Designated Driver and Operation

Based on the foregoing, “operate” includes getting behind the wheel. More specifically, it entails controlling the vehicle, and is intended to forbid persons from doing anything with regard to the mechanism of a motor vehicle, irrespective of any effect on the engine. Similarly, a person begins to operate the instant he begins to manipulate the vehicle’s machinery for the purpose of putting the car in motion. Furthermore, “operates” refers to the actual physical handling of the controls of a vehicle.5

Accordingly, getting in the driver’s seat means the person is in control of the car, intends to operate the motor vehicle, has acted to place the motor vehicle in motion, and has demonstrated a possibility of placing the motor vehicle in motion. And sitting alone in the motor vehicle while in the passenger seat while intoxicated might be enough to prove operation, too. Depending on the surrounding circumstances, the court could infer the driver operated the motor vehicle before transitioning to the passenger seat. Therefore, designating a sober driver could go a long way to avoid legal problems.

Parting Shot

I’m not suggesting anyone operate a motor vehicle while intoxicated. But if you get caught, NJ DWI Attorney Michael A. Smolensky, Esquire, knows how to protect his clients. Mr. Smolensky can provide consultations on all cases involving DWI. Call Now—(856) 812-0321.
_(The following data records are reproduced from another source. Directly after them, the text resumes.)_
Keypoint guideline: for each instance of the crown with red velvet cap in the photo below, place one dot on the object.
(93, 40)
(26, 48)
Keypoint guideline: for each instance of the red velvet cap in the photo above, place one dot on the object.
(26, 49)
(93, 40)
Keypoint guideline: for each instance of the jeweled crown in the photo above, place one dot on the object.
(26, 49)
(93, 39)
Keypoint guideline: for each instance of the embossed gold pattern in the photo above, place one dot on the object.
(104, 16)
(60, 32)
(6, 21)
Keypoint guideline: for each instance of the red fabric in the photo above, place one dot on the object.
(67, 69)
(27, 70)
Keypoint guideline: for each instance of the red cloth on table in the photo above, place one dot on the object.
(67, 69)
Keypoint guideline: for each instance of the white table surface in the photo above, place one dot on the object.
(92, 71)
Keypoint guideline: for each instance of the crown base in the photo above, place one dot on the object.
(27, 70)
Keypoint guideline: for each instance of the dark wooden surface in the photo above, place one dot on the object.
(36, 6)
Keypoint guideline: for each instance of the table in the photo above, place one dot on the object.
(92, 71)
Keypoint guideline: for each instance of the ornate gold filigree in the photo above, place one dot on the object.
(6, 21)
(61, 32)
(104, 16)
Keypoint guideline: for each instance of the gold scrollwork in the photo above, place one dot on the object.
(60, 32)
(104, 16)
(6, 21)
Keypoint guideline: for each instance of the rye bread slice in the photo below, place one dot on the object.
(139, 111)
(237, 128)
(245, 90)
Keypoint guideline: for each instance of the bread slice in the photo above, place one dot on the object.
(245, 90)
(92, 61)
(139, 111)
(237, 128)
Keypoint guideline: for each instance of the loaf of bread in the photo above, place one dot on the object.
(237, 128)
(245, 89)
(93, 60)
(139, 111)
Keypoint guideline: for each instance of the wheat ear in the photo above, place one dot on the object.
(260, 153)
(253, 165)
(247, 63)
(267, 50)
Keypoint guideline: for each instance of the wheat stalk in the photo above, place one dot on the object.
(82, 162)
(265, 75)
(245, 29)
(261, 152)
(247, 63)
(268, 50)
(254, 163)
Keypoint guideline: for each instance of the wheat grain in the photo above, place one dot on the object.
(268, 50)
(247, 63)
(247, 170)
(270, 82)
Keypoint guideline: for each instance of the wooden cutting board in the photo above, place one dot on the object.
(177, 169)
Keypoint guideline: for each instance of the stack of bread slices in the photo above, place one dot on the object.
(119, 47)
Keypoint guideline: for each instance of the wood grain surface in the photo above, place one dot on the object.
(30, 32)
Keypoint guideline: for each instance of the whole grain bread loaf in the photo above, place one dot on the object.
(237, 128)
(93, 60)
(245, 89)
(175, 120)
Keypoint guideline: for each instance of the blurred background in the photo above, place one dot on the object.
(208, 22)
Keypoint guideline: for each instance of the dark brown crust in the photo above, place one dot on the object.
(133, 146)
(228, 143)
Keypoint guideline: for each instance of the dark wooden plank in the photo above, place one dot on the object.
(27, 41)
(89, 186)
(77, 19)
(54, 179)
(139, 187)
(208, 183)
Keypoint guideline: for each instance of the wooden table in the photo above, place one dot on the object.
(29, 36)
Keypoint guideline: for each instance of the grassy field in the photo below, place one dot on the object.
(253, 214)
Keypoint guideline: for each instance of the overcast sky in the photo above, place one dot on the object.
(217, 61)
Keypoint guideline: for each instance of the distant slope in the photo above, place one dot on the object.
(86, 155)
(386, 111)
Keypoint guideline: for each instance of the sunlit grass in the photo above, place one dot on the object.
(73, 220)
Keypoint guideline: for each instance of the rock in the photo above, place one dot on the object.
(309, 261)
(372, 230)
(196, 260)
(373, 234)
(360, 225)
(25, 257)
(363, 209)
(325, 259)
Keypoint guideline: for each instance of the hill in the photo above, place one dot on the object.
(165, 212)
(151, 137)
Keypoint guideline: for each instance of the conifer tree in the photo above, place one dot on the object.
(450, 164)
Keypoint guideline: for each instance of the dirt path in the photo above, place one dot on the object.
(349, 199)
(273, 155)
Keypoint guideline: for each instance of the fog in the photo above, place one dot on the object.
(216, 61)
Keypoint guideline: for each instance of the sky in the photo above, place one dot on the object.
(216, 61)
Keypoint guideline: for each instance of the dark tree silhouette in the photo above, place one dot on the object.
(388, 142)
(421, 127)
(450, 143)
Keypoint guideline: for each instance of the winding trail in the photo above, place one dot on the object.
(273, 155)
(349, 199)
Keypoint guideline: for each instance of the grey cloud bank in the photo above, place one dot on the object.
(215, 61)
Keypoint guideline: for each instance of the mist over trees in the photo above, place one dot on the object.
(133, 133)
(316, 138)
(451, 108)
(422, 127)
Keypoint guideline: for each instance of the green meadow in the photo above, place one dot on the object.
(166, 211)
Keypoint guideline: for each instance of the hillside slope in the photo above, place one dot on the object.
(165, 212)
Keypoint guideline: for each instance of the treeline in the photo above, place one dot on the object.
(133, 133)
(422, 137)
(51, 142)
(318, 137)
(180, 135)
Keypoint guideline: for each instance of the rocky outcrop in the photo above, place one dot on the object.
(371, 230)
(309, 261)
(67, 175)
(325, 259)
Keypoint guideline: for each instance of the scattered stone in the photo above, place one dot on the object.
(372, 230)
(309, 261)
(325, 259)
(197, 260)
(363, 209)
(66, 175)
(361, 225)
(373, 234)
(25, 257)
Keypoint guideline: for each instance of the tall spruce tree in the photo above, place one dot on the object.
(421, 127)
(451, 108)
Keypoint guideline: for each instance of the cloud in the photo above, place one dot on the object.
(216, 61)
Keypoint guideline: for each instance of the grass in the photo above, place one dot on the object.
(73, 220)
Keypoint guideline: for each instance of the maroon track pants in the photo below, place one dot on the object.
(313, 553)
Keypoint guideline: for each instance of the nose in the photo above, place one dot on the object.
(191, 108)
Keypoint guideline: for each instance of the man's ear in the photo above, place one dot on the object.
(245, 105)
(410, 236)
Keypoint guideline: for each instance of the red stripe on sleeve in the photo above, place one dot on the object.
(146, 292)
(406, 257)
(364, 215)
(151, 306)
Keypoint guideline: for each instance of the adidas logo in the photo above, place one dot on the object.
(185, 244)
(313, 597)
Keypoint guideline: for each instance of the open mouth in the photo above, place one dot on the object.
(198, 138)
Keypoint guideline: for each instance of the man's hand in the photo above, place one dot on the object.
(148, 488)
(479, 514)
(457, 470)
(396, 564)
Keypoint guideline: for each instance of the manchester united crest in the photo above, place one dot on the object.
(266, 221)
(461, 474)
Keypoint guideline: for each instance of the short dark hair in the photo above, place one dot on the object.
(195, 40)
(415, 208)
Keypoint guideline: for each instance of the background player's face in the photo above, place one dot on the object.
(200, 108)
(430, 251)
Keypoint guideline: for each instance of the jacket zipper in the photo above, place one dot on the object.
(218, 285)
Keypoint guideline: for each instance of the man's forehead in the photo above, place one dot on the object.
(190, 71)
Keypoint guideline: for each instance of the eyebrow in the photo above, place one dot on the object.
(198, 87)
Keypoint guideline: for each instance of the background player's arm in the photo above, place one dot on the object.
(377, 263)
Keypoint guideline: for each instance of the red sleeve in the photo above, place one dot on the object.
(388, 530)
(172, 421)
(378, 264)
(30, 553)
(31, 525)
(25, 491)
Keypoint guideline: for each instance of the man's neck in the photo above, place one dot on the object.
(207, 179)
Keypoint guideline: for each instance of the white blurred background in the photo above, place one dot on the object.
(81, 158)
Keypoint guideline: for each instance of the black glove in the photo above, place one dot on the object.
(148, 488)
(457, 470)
1 State v. Mulcahy, 107 N.J. 467 (1987). See also State v. Morris, 262 N.J. Super. 413 (App. Div. 1993) (finding operation based on defendant’s attempt to start thwarted when cop grabbed keys from defendant’s hand).

2 State v. Roenicke, 174 N.J. Super. 513 (Law Div. 1980).

3 State v. Stiene, 203 N.J. Super. 275 (App. Div. 1985).

4 Stiene, supra note 3, required proof of intent to operate in a public place. In yet another case that appears to stretch reality, the Appellate Division subsequently omitted the “public place” requirement where the defendant was operating the motor vehicle in the garage of his home. State v. Garbin, 325 N.J. Super. 521 (App. Div. 1999).

5 Mulcahy, supra note 1 at 478 (citation omitted).